What is the Kiswahili Common Voice Dataset and what are its benefits?
A common Kiswahili speech dataset is basically a dataset for speech recognition, also known as speech-to-text. It is basically a task of turning audio into text. One of its uses is captioning for television/videos and some conferencing platforms like Zoom.
The dataset itself begins with the collection of text, which is then broken down to the sentence level and then sent to people. At Mozilla we also outsource the audio aspect and when you go to our platform and sign up as a contributor you will start receiving phrases and you can record yourself saying those phrases out loud.
So, a dataset for speech recognition or transcription is essentially text along with the audio of what’s in the text.

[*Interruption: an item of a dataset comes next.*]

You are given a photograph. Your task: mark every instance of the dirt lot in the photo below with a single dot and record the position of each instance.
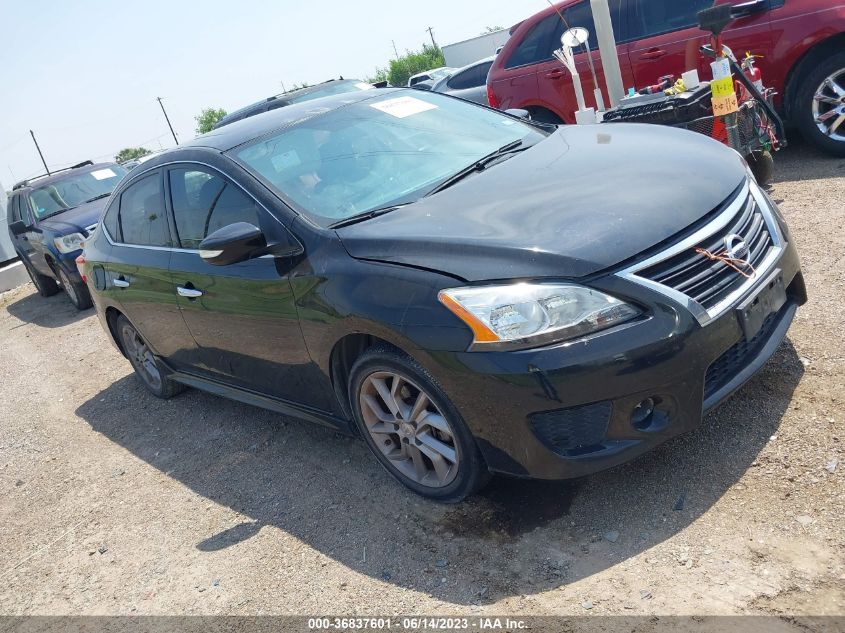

This is the data that you would feed into your algorithm or machine learning model for it to start learning to transcribe text into Kiswahili. Indeed, it is then able to map a word to the respective sound.
This is important because datasets can be used to develop products for end users. Transcripts can be used on platforms like Zoom or Google Meet.
Apart from Luhya and Kiswahili, what other language have you worked on?
Earlier in my research days I worked on a task known as machine translation which is similar to Google translate in which you can type in English and it gives you a French translation. During this time, I worked on several Kenyan languages such as Kamba, Kikuyu and Luo. Regarding voice recognition, I started with the Luhya language and now I am currently working on Kiswahili.
What are your future plans?
When I am done with Kiswahili, I would like to continue my work on Kenyan languages. In the course of my work, I have to realize that translations usually pivot on English, say a Kamba-English or Luhya-English translation. I am thinking of changing this pivot to Kiswahili so that we can have a Kiswahili-kamba or Kiswahili-luhya translation model. This is all the more true since we have more than 200 million Kiswahili speakers in the world.